Terror struck Bangladesh again on the day of Eid in Kishoreganj, just 140 km from the capital city Dhaka, where seven terrorists attacked a popular cafe visited mostly by expats last Friday, killing atleast 22 people.
The attack was the first of its kind on Muslims during Eid celebrations in Bangladesh.
A group of attackers reportedly threw homemade bombs at a police team at a school near a prayer ground where at least 200,000 people had gathered.
Reports indicate that the attack was targeted at the imam or chief cleric of Kishoreganj, who is known for his liberal views.

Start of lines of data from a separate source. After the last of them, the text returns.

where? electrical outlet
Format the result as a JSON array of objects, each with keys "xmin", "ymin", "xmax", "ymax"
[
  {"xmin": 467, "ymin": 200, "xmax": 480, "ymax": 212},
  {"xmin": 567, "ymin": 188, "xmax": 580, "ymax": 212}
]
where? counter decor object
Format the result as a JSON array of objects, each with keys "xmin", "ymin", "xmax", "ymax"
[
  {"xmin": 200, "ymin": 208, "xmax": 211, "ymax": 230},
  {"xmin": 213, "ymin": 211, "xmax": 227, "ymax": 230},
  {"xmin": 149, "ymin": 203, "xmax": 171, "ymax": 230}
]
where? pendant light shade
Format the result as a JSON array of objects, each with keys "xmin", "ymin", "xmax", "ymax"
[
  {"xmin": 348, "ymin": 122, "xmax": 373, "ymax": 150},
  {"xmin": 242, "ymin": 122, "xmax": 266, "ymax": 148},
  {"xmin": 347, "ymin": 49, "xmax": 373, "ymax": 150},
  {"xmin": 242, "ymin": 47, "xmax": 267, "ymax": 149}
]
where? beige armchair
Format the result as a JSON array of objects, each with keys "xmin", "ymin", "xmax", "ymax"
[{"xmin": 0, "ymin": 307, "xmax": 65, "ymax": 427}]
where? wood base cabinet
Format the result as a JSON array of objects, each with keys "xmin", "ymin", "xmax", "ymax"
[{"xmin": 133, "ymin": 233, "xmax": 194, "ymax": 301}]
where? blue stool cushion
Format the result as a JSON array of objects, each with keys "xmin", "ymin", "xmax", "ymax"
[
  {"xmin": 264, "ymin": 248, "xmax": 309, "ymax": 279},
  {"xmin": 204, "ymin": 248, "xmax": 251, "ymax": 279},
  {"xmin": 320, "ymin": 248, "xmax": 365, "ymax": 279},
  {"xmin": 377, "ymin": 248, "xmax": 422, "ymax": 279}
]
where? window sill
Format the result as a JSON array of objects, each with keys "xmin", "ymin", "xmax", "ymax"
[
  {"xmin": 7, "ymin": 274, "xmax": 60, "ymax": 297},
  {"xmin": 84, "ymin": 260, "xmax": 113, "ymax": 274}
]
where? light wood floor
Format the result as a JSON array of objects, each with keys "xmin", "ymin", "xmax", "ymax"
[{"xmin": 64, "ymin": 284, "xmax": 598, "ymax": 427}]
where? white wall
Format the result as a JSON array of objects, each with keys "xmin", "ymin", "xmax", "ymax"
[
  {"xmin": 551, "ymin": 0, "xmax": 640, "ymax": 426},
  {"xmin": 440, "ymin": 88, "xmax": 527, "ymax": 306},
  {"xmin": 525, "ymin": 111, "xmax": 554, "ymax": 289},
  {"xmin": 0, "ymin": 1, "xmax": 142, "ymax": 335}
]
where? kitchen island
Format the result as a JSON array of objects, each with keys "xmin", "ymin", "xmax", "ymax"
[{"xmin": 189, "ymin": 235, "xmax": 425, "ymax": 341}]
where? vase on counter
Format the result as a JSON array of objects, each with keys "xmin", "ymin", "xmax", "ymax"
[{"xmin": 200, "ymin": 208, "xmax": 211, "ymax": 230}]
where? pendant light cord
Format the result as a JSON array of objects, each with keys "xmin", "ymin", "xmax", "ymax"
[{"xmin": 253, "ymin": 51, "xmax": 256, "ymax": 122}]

Terrorism, in its entirety, is unexplainable by any rational argument or discourse. Though suicide terrorism has been considered as a “rational behaviour” by several experts on the subject, it is often beyond the understanding of normal people.
The country has had its own history of its association with the Afghan Jihad, Taliban, al-Qaeda, and in recent years, to the ISIS in Iraq and Syria. Hundreds and thousands of Bangladeshi nationals, both men and women, may have already joined the ISIS in Syria.
But what is interesting to note is that all these people who end up joining terrorist outfits are quite educated and belong to well-to-do families. It has been noted that many young men from wealthy, educated families were going missing. For example, one of the recent Dhaka terror suspects was a Bangladeshi politician’s son and his father had no inkling of him being radicalized before he disappeared last December. Hence, it is important to understand what provokes them to join such radical outfits and spearhead mass killings and destruction.
Such acts of violence are justifiable for terrorists. But it is a compulsive disturbance to normal life for those who wish to live in peace with their friends and family.
But what Bangladesh’s politicians need to understand is ongoing squabbles and vendettas do not stop terror and militants tend to use such differences to drive a wedge into societies.
The need of the hour, therefore, is a concerted foreign policy and an urgency to understand that the polity has already been thoroughly “Islamised.”
There is no point in blaming Muslim preachers like Dr Zakir Naik who has 14,188,164 likes on Facebook. The physician who became a controversial preacher has been held responsible by the Bangladesh authorities to be the main inspiration behind the terror attack at the Dhaka café. He’s a suave doctor who speaks fluent English, but his speeches stir up the young and the impressionable.
But what’s astonishing is the fact that Bangladeshi leaders are in a constant denial mode that their country is serving as a foothold for international terrorist outfits that plan only to expand and do that in style. We hope, they realise the gravity of the situation before it goes beyond redemption.